We thank Campbell et al. for their interest in our paper. Their critiques about our methodological approach are interesting and give us the opportunity to underline more in-depth the interest of the rate of fibrosis progression model.
The authors are right to state that we did not provide a true longitudinal observation of fibrosis progression using serial liver biopsy samples. However, our study was designed to avoid all selection biases and was more informative than a cross-sectional study in which the endpoint would be the fibrosis stage at a single time. Indeed, it simulated a follow-up examination with two liver biopsy samples: the first one (virtual) at the time of HCV infection with a fibrosis stage at F0, the second one (real) performed at a known date.

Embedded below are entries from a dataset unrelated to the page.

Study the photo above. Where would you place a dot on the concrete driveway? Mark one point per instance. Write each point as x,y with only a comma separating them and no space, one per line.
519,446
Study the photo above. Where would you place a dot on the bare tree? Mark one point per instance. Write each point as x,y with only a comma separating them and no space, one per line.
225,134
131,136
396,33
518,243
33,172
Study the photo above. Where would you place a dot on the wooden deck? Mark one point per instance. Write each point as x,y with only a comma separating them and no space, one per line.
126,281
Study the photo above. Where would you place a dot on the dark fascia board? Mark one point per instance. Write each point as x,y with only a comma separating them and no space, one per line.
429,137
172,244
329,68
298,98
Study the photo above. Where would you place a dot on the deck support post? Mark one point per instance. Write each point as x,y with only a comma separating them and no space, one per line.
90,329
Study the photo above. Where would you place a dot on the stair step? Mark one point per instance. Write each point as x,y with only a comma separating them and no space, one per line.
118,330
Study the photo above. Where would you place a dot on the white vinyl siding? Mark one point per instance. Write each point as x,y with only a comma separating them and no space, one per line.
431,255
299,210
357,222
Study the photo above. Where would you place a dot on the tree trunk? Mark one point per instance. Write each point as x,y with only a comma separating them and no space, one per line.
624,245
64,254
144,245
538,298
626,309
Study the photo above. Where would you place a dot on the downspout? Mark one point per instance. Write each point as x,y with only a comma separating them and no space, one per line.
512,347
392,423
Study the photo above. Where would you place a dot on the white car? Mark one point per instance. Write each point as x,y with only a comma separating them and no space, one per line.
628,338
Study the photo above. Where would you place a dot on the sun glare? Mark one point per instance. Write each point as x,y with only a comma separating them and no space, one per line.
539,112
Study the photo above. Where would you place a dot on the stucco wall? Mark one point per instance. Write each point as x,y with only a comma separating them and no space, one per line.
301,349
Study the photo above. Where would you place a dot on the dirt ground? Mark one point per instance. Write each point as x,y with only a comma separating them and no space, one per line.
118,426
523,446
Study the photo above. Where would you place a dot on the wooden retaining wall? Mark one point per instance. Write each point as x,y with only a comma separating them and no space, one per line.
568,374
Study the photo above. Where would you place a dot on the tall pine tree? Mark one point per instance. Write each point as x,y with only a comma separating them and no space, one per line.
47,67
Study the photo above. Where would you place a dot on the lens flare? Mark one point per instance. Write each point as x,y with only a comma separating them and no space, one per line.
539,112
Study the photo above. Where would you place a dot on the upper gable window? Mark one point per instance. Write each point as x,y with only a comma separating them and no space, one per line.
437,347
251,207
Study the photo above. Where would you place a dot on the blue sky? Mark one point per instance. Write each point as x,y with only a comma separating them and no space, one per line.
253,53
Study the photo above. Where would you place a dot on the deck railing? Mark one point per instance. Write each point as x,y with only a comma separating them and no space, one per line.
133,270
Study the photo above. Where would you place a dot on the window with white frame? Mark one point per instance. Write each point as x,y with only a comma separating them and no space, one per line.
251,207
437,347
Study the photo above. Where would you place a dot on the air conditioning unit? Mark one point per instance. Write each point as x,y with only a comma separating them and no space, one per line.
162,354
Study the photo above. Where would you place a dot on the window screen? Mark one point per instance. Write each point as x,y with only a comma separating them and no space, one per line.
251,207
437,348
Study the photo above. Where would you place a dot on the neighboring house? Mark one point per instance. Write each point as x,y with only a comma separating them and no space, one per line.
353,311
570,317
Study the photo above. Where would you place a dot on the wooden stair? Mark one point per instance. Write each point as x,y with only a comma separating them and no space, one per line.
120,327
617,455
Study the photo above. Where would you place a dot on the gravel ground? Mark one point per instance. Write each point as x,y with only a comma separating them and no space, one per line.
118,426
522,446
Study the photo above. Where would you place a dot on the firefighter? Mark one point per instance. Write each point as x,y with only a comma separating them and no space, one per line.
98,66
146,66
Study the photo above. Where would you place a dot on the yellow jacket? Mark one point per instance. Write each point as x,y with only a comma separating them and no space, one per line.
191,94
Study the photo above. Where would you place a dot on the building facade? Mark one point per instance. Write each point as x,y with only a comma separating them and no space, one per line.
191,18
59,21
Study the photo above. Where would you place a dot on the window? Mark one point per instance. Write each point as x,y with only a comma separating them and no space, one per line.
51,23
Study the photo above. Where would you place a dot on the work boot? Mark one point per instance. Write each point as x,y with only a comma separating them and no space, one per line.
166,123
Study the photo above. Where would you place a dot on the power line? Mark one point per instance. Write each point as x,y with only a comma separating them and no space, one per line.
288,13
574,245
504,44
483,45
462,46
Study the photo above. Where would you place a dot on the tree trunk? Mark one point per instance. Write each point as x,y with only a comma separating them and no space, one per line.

More important than a debate on semantic is the doubt of Campbell et al. about the validity of our results. The majority of our analyses were focused on the rate of fibrosis progression (a continuous quantitative variable), allowing t tests and multiple regression models for statistical analyses. Survival analyses were only used to illustrate our findings and to test the robustness of our results by using different statistical models. When we grouped patients with fibrosis stage F2, F3, and F4 in the same analysis we did not generate artificial data by using extrapolation of estimated dates of development of any stage of liver fibrosis; only true histological findings were considered. However we agree with Campbell et al that the concept of “fibrosis stage F2 or greater” is somewhat vague since F2 and F4 have not the same clinical significance. To address this issue, the best approach is not to extrapolate the estimated time of development of stage F2 in patients with F3 or F4 stage, but rather to perform separate analyses considering each stage of liver fibrosis (F1, F2, F3 and F4) as different censoring events.1 Patients in whom the fibrosis stage is greater than the stage considered as censoring event must be excluded from these analyses. We did not report these results in the paper because they should have appeared as redundant, but we are pleased to report them in the present letter. The comparison of nulliparous women with women with past history of pregnancy using the log-rank test showed an accelerated progression to F1 (P = .02), F2 (P = .09), F3 (P = .004) or F4 (P = .07) in nulliparous women (Fig. 1). A type 2 error may account for the non significant results. Similar analyses of the impact of hormonal replacement therapy (HRT) on the fibrosis progression in HCV-infected menopausal women showed an accelerated progression to F1 (P = .02) and F2 (P = .07) stages in women who did not receive HRT; the difference was not further significant for the F3 and F4 stages, suggesting that HRT may impact only on the early development of liver fibrosis.
In conclusion, we understand the remark on semantic but disagree with Campbell et al. when they talk about misuse of statistical methods.